Weitergabe von Patientendaten durch medizinische Fachangestellte

| Recht

Einen wichtigen Grund, der es rechtfertigt, das Arbeitsverhältnis einer medizinischen Fachangestellten (Arzthelferin) außerordentlich zu kündigen, stellt die Pflichtverletzung ihrer arbeitsvertraglichen Verschwiegenheitsverpflichtung dadurch dar, sie Patientendaten an eine nicht berechtigte Person weitergibt.

Einen wichtigen Grund, der es rechtfertigt, das Arbeitsverhältnis einer medizinischen Fachangestellten (Arzthelferin) außerordentlich zu kündigen, stellt die Pflichtverletzung ihrer arbeitsvertraglichen Verschwiegenheitsverpflichtung dadurch dar, sie Patientendaten an eine nicht berechtigte Person weitergibt.


Die Schwere eines solchen Vertragsverstoßes kann eine Abmahnung der Fachangestellten entbehrlich machen, weil sich das Vertrauen des Arbeitgebers in die Diskretion der Fachangestellten nicht wiederherstellen lässt.


Die ärztliche Schweigepflicht gehört zu den unumstößlichen und am höchsten geschützten Rechtsgütern der ärztlichen Berufsausübung.
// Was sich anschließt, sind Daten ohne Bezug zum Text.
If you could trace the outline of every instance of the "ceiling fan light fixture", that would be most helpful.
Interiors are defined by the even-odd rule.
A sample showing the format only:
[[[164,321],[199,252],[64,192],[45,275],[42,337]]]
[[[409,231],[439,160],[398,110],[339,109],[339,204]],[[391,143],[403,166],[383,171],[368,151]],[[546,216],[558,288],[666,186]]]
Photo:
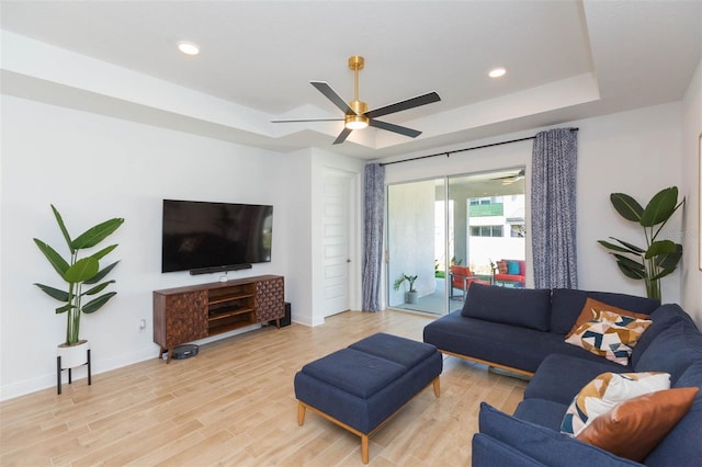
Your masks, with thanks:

Sie findet ihren Ursprung im Eid des Hippokrates: „Was ich bei der Behandlung oder auch außerhalb meiner Praxis im Umgang mit Menschen sehe und höre, das man nicht weiterreden darf, werde ich verschweigen und als Geheimnis bewahren.“    
Dieser Grundsatz ist in den jeweiligen Heilberufegesetzen der Länder verankert, und hat über § 9 der Musterberufsordnung (MBO) Eingang in die landesrechtlichen Berufsordnungen gefunden. Selbstverständlich kann der Regelungsbereich nicht beim Behandler selbst enden. Vielmehr muss er sich auch auf das von ihm angestellte Fachpersonal beziehen. So müssen nach § 9 Abs. 3 MBO-Ä Ärzte auch ihre Mitarbeiter über die gesetzliche Pflicht zur Verschwiegenheit belehren. Hierzu gehören sämtliche medizinische Fachangestellte (MFA), wie Arzthelfer(innen), Krankenschwestern, medizinisch-technische Assistenten, Pflegekräfte und Sprechstundenhilfen, nicht jedoch Reinigungskräfte.


Die arbeitsrechtlichen Konsequenzen unterliegen einer zweistufigen Prüfung:
a.    Liegt an sich ein wichtiger Grund für eine fristlose Kündigung vor?
b.    Abwägung zwischen den Interessen des Arbeitgebers und des Arbeitnehmers


Zu a. Das Gesetz kennt keine absoluten Kündigungsgründe. Vielmehr ist in jedem Einzelfall zu prüfen, ob der Sachverhalt geeignet ist, einen wichtigen Grund abzugeben. In der Regel erblicken die Landesarbeitsgerichte an sich einen wichtigen Grund in der Weitergabe von Patientendaten.


Zu b. Im Urteilsfall LAG Baden-Württemberg hatte eine MFA Name und zu untersuchenden Körperbereich der Patienten an ihre Tochter weitergeleitet, obwohl ihr dies aufgrund ihres Arbeitsvertrages ausdrücklich untersagt war. Hier nahm das LAG einen schwerwiegenden, nicht reparablen Vertrauensverstoß an. In einem Urteilsfall des LAG Berlin-Brandenburg hatte eine Krankenschwester einer Frühchen-Station ein sogen. Selfie mit einem später verstorbenen Frühchen angefertigt und bei Facebook gepostet. Hier nahm das LAG die Abwägung in der Weise vor, dass es forderte, dass der Arbeitgeber zunächst hätte abmahnen müssen. Die Arbeitnehmerin habe zwar gegen die Verschwiegenheit verstoßen, aber weder in böser Absicht gehandelt, noch seien Arbeitgeber oder Patient identifizierbar gewesen. Es sei anzunehmen, dass sie aufgrund einer Abmahnung derartige Verstöße unterlasse.  


LAG Baden-Württemberg, Urteil vom 11.11.2016 – 12 Sa 22/16, rkr.